Baeissa Hanadi M, Pearl Frances M G
Bioinformatics Group, School of Life Sciences, University of Sussex, Brighton, United Kingdom.
J Comput Biol. 2020 May;27(5):786-795. doi: 10.1089/cmb.2018.0192. Epub 2019 Aug 28.
Inframe insertion and deletion mutations (indels) are commonly observed in cancer samples accounting for over 1% of all reported mutations.
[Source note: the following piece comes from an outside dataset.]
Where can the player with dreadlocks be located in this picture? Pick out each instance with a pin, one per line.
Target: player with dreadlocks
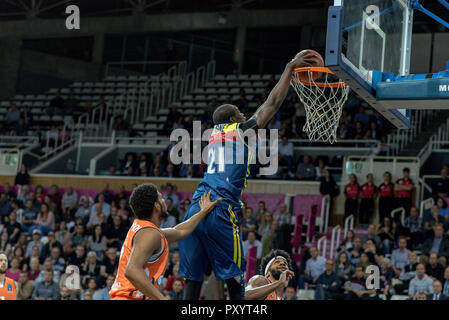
(273, 277)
Few somatic inframe indels have been clinically documented as pathogenic and at present there are few tools to predict which indels drive cancer development. However, indels are a common feature of hereditary disease and several tools have been developed to predict the impact of inframe indels on protein function. In this study, we test whether six of the popular prediction tools can be adapted to test for cancer driver mutations and then develop a new algorithm (IndelRF) that discriminates between recurrent indels in known cancer genes and indels not associated with disease. IndelRF was developed to try and identify somatic, driver, and inframe indel mutations. Using a random forest classifier with 11 features, IndelRF achieved accuracies of 0.995 and 0.968 for insertion and deletion mutations, respectively. Finally, we use IndelRF to classify the inframe indel cancer mutations in the MOKCa database.
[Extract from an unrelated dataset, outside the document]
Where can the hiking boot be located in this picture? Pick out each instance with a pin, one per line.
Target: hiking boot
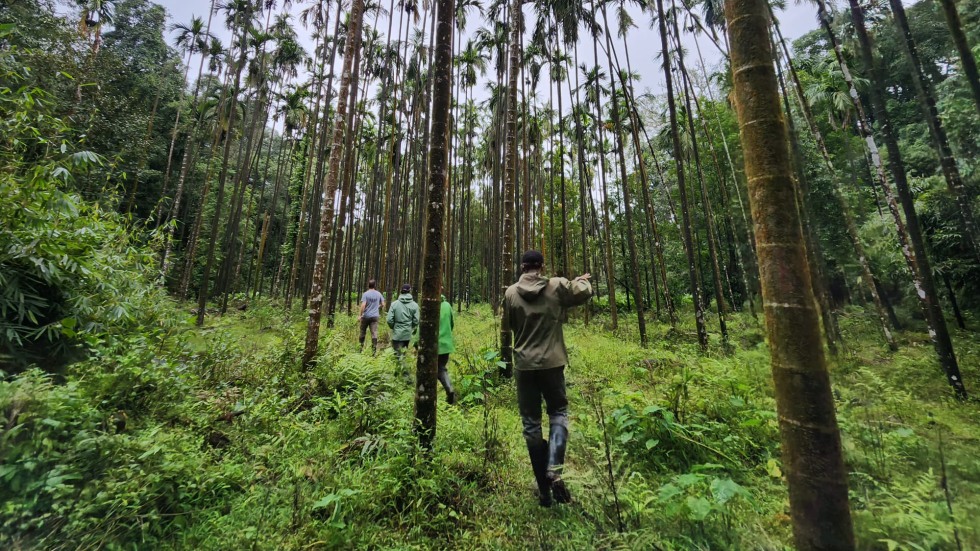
(557, 442)
(538, 451)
框内插入和缺失突变(indels)在癌症样本中很常见,占所有报告突变的1%以上。很少有体细胞框内indels在临床上被记录为致病突变,目前几乎没有工具可以预测哪些indels会驱动癌症发展。然而,indels是遗传性疾病的一个常见特征,已经开发了几种工具来预测框内indels对蛋白质功能的影响。在本研究中,我们测试了六种流行的预测工具是否可以用于检测癌症驱动突变,然后开发了一种新算法(IndelRF),该算法可以区分已知癌症基因中的复发性indels和与疾病无关的indels。开发IndelRF是为了尝试识别体细胞、驱动性和框内indel突变。使用具有11个特征的随机森林分类器,IndelRF对插入和缺失突变的准确率分别达到了0.995和0.968。最后,我们使用IndelRF对MOKCa数据库中的框内indel癌症突变进行分类。